11. Hukuk Dairesi 2001/10420 E., 2002/2616 K.
HATIR TAŞIMASI
SİGORTACININ POLİÇE LİMİTİ İLE SORUMLULUĞU
ZARARIN YABANCI PARA OLARAK GERÇEKLEŞMESİ
İçtihat Metni
T.C.
YARGITAY
ONBİRİNCİ HUKUK DAİRESİ
ESAS KARAR
2001/10420 2002/2616
T:25.3.3002
YARGITAY KARARI
Davacı vekili, davalıların sürücüsü ve zorunlu mali sorumluluk
sigortacısı oldukları aracın içinde yolcu olarak bulunan
müvekkilinin kaza nedeniyle, ağır yaralandığını ve 5.075-DM tedavi
gideri harcandığını ileri sürerek, bu meblağ kadar maddi, 4.000-DM
kadar da manevi olmak üzere toplam 9.075-DM tazminatın, 04.09.1993
olay tarihinden itibaren temerrüt faiziyle birlikte davalılardan
müteselsilen tahsilini talep ve dava etmiştir.

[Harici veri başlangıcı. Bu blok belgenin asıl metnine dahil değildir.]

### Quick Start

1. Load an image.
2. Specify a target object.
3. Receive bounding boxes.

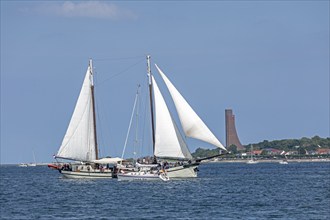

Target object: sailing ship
[279,151,289,164]
[118,56,227,179]
[48,60,122,178]
[246,144,258,164]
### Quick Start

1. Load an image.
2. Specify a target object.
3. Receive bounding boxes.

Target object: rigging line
[93,56,145,62]
[94,71,111,157]
[93,58,145,86]
[121,87,139,158]
[140,82,152,155]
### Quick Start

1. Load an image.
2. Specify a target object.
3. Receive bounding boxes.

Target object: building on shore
[225,109,245,151]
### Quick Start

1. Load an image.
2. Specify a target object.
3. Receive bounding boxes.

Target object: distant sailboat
[279,151,288,164]
[49,60,122,178]
[246,144,258,164]
[118,56,227,178]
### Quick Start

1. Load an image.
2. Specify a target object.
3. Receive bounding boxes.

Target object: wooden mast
[147,55,157,163]
[89,59,99,160]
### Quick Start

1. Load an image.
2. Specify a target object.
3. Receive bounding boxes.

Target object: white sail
[155,65,227,151]
[152,77,192,159]
[56,63,97,161]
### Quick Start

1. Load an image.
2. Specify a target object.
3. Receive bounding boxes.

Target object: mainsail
[155,65,227,151]
[152,76,192,159]
[56,61,98,161]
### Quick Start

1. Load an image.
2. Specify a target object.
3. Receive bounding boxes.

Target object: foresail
[152,77,192,159]
[155,65,227,151]
[56,62,97,161]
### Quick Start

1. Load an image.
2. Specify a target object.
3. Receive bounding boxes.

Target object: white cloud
[37,1,137,20]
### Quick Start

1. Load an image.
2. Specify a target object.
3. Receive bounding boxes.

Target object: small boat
[279,154,289,164]
[121,56,227,178]
[117,170,170,181]
[246,144,258,164]
[18,163,28,167]
[48,60,122,178]
[279,160,289,164]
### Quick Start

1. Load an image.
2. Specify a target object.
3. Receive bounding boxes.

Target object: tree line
[192,136,330,158]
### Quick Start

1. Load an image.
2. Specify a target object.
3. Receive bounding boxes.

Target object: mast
[89,59,99,160]
[147,55,157,162]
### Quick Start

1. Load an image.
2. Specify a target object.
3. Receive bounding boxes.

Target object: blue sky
[1,1,330,164]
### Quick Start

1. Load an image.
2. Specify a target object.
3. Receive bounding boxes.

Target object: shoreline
[202,158,330,163]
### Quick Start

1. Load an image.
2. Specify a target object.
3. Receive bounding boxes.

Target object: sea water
[0,162,330,219]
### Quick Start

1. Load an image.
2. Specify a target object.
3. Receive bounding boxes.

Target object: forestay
[152,76,192,159]
[56,63,97,161]
[155,65,227,151]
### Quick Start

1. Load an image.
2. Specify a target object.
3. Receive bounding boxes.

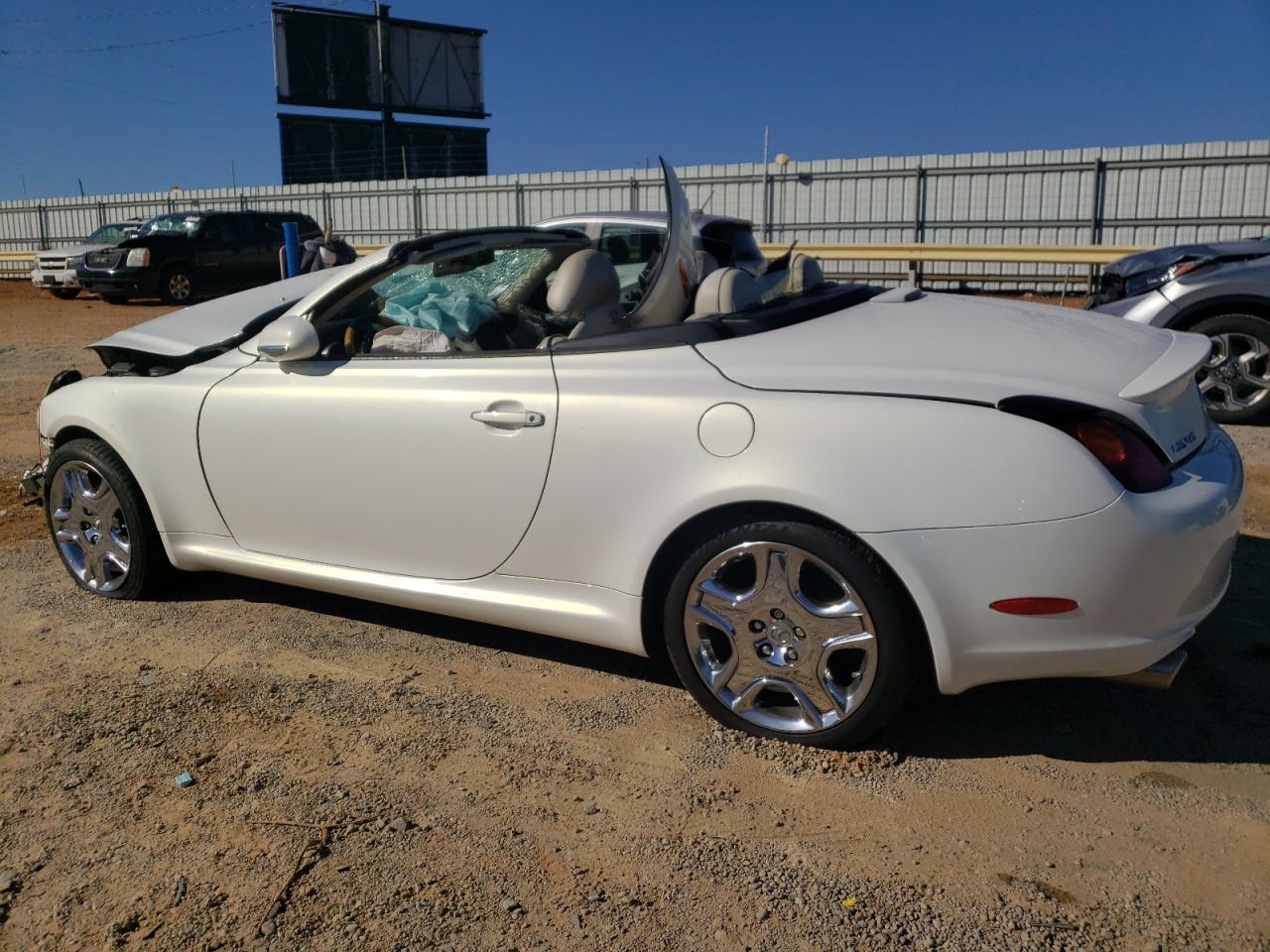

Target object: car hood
[36,245,113,258]
[1103,240,1270,278]
[89,268,341,357]
[698,290,1209,467]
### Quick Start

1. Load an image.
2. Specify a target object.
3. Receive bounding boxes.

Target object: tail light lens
[1060,417,1171,493]
[997,396,1172,493]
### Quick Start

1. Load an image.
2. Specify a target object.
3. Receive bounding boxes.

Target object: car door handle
[472,410,546,430]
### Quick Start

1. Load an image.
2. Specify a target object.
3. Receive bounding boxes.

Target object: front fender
[37,352,247,536]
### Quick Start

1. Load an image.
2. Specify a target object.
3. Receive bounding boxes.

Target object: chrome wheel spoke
[685,542,876,734]
[49,459,132,591]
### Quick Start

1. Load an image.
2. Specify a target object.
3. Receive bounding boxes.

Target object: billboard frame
[271,3,490,121]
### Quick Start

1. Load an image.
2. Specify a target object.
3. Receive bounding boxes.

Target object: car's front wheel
[1189,313,1270,424]
[45,439,169,598]
[159,264,194,304]
[664,522,922,748]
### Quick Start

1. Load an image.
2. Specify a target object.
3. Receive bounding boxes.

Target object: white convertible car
[31,168,1243,747]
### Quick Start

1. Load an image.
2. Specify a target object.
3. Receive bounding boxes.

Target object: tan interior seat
[689,268,762,321]
[759,251,825,300]
[548,248,627,337]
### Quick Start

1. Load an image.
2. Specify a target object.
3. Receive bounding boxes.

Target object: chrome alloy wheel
[684,542,877,734]
[168,272,190,300]
[1198,331,1270,412]
[49,459,132,591]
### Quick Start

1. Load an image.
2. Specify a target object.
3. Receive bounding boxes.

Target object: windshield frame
[132,212,207,237]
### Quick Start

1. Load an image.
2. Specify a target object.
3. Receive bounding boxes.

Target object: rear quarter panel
[500,346,1123,594]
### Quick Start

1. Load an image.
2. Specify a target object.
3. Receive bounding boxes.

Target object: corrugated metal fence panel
[0,140,1270,289]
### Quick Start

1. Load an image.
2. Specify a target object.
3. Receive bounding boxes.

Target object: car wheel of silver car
[664,522,921,748]
[159,266,194,304]
[45,439,169,598]
[1189,313,1270,422]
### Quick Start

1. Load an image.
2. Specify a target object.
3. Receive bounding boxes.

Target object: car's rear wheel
[45,439,169,598]
[159,264,194,304]
[1189,313,1270,424]
[664,522,921,748]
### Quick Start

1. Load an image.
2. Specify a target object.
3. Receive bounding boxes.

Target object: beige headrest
[788,251,825,295]
[548,248,621,317]
[693,268,759,316]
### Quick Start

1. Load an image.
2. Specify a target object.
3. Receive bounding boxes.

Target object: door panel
[199,354,557,579]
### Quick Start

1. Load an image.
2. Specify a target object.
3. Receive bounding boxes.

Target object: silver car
[1085,236,1270,422]
[31,218,141,300]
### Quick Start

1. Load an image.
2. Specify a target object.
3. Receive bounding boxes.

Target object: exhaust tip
[1111,648,1187,690]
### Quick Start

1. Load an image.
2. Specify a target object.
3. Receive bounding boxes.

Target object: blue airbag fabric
[384,280,498,340]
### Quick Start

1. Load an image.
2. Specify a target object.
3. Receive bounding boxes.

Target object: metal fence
[0,140,1270,290]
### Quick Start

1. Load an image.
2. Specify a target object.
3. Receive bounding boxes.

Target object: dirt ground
[0,282,1270,952]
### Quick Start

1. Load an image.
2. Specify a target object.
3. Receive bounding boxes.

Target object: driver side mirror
[255,313,321,362]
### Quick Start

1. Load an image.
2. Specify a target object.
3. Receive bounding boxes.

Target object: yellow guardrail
[0,242,1147,264]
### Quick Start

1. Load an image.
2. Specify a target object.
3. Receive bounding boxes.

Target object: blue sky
[0,0,1270,198]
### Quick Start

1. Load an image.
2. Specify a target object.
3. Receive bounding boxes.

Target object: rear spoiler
[1120,330,1212,404]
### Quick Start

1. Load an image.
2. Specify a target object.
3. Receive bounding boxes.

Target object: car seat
[759,251,825,300]
[548,248,627,337]
[689,268,762,321]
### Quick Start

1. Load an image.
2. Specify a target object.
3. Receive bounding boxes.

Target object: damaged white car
[31,160,1243,747]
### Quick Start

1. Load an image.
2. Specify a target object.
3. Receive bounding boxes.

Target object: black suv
[75,212,321,304]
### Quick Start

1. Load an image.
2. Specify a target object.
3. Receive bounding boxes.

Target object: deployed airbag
[384,280,498,339]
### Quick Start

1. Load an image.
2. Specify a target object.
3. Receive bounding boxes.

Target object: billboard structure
[278,114,489,184]
[273,3,489,184]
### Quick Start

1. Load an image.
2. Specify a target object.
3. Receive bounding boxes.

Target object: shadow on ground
[174,536,1270,765]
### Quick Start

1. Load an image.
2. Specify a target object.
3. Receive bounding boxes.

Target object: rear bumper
[863,425,1243,694]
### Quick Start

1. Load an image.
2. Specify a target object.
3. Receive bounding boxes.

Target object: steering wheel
[344,314,384,357]
[626,250,662,303]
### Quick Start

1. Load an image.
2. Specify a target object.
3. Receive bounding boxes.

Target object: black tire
[662,522,927,749]
[1188,313,1270,424]
[159,264,194,304]
[45,439,172,599]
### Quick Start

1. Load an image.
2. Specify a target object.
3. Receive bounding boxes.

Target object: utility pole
[758,126,772,241]
[375,0,393,178]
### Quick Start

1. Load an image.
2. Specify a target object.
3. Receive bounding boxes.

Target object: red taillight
[988,595,1080,615]
[1060,416,1170,493]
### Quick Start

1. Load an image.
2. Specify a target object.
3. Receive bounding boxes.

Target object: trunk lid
[698,292,1209,462]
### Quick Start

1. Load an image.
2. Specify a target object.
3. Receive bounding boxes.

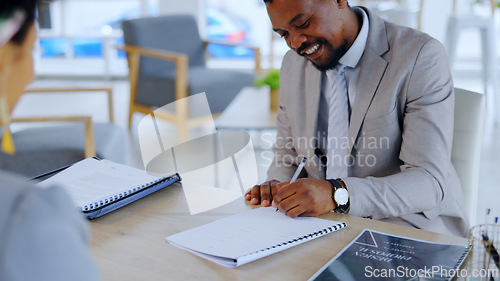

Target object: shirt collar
[339,8,370,68]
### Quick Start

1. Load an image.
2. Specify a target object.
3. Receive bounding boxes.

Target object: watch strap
[326,179,350,214]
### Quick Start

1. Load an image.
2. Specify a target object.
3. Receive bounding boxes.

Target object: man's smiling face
[266,0,355,71]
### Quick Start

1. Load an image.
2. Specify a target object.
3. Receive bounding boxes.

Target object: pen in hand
[276,157,307,212]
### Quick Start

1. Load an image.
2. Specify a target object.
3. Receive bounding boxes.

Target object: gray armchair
[120,15,260,141]
[0,88,127,177]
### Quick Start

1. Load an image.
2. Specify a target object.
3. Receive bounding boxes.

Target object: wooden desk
[90,184,466,281]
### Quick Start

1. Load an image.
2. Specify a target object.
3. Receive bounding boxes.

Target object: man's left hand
[272,178,336,218]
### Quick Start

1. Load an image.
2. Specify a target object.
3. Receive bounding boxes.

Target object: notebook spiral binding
[243,222,346,256]
[80,177,169,211]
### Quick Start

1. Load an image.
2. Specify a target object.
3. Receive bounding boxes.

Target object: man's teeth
[305,44,319,55]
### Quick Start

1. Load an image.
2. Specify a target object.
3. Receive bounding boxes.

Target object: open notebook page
[166,207,345,266]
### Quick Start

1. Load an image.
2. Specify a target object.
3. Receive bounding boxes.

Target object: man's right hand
[245,180,288,207]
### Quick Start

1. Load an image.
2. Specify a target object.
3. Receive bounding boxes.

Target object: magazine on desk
[34,158,181,219]
[309,229,469,281]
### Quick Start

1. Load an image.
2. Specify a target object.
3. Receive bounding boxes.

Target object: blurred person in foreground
[0,0,99,281]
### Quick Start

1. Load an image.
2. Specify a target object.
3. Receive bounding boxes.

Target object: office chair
[120,15,260,142]
[0,88,126,177]
[451,88,485,225]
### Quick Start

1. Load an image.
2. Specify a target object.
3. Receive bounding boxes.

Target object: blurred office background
[9,0,500,222]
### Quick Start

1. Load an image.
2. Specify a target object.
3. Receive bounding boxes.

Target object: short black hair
[0,0,38,45]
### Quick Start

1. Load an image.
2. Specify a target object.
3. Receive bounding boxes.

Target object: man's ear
[333,0,349,9]
[0,43,16,77]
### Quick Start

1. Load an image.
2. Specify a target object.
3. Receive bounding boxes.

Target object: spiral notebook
[309,229,469,281]
[166,207,346,267]
[35,158,181,219]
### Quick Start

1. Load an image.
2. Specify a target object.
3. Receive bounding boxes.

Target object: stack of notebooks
[34,158,181,219]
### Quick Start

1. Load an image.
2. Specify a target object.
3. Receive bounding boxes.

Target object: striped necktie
[326,64,349,179]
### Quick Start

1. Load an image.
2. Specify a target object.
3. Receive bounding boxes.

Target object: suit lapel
[304,62,321,149]
[348,50,388,154]
[348,9,389,155]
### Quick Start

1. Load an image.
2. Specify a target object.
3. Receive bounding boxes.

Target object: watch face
[334,188,349,205]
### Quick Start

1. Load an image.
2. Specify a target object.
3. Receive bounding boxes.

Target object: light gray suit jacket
[0,171,99,281]
[268,9,467,236]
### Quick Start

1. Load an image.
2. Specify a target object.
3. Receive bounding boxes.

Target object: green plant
[254,69,280,90]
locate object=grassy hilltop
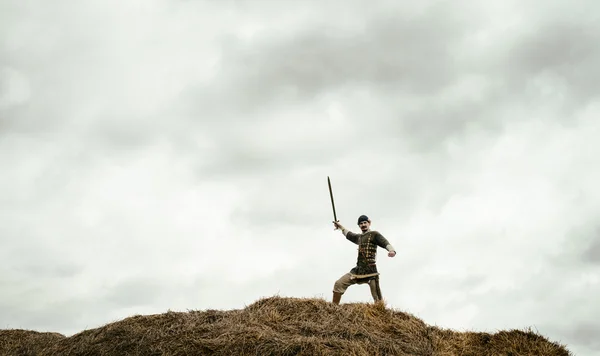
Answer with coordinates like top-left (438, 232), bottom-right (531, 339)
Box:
top-left (0, 297), bottom-right (572, 356)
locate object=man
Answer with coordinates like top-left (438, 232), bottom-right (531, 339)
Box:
top-left (333, 215), bottom-right (396, 304)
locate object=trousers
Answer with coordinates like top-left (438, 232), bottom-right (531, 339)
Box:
top-left (333, 272), bottom-right (383, 301)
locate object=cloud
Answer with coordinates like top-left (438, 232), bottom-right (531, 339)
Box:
top-left (0, 0), bottom-right (600, 354)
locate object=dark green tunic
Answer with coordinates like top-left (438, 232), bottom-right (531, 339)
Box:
top-left (346, 231), bottom-right (390, 278)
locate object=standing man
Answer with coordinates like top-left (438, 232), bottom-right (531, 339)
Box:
top-left (333, 215), bottom-right (396, 304)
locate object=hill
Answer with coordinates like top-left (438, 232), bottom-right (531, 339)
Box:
top-left (0, 297), bottom-right (572, 356)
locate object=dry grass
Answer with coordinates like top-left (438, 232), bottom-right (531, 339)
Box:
top-left (0, 297), bottom-right (572, 356)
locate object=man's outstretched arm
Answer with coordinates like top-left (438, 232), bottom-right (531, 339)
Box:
top-left (333, 221), bottom-right (358, 243)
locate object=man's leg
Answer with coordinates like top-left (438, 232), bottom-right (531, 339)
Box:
top-left (333, 273), bottom-right (356, 304)
top-left (369, 276), bottom-right (383, 302)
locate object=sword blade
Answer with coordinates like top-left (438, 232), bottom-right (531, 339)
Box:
top-left (327, 176), bottom-right (338, 221)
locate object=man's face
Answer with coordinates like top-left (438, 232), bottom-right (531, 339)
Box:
top-left (358, 221), bottom-right (371, 232)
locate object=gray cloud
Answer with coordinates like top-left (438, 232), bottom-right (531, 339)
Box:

Davalı A vekili, müvekkilinin hatır taşıması yaptığını savunarak,
davanın reddini istemiştir.
Diğer davalı, davanın reddini istemiştir.
Mahkemece, iddia, savunma, toplanan kanıtlar doğrultusunda,
davacının tedavisi için doğrudan yaptığı masraflar tutarının toplam
3372 DM olduğu, olaydan 1 yıl sonra yapılan psikolojik tedavi
masraflarının olay ile bağlantısının kurulamadığı, bu kesim talebin
reddinin gerektiği, kabul edilen bölümün dava tarihi itibariyle TL
karşılığının 112.449.456-lira olduğu, davalılardan A’nin tam kusurlu
olduğu diğer davalının 50 milyon lira olan poliçe limiti kadar
sorumluluğunun bulunduğu, manevi tazminat talebinin dava tarihi
itibariyle TL karşılığının 133.392.000-lira olduğu, bunun
50.000.000-liralık bölümünün takdir edildiği gerekçeleriyle,
62.449.456-lira maddi, 50.000.000-lira manevi tazminatın
davalılardan A’den 50.000.000-lira maddi tazminatın diğer davalı
sigortadan tahsiline, her iki davalı için dava tarihinden itibaren
yasal faiz uygulanmasına karar verilmiştir.
Kararı, davacı vekili ile davalılardan A vekili temyiz emiştir.
1-Dava, yolcu taşıması sözleşmesinden kaynaklanan maddi ve manevi
tazminat istemlerine ilişkindir.
Davacı taraf, her iki tazminat talebine konu zararının, yabancı para
üzerinden doğduğunu iddia ederek, her iki kalem tazminatın yabancı
para olarak aynen tazminine karar verilmesini talep etmiştir.
Mahkemece, BK’nun 83. maddesine dayanan davanın bu yönü üzerinde
durulmaması, bu noktada bir tartışma ve gerekçe ortaya konmaması,
dava tarihindeki kur’un TL karşılığı üzerinden hüküm verilmesini
gerektiren nedenlerin neler olduğunun belirtilmemiş olması doğru
görülmemiş, hükmün öncelikle bu yönden bozulması gerekmiştir.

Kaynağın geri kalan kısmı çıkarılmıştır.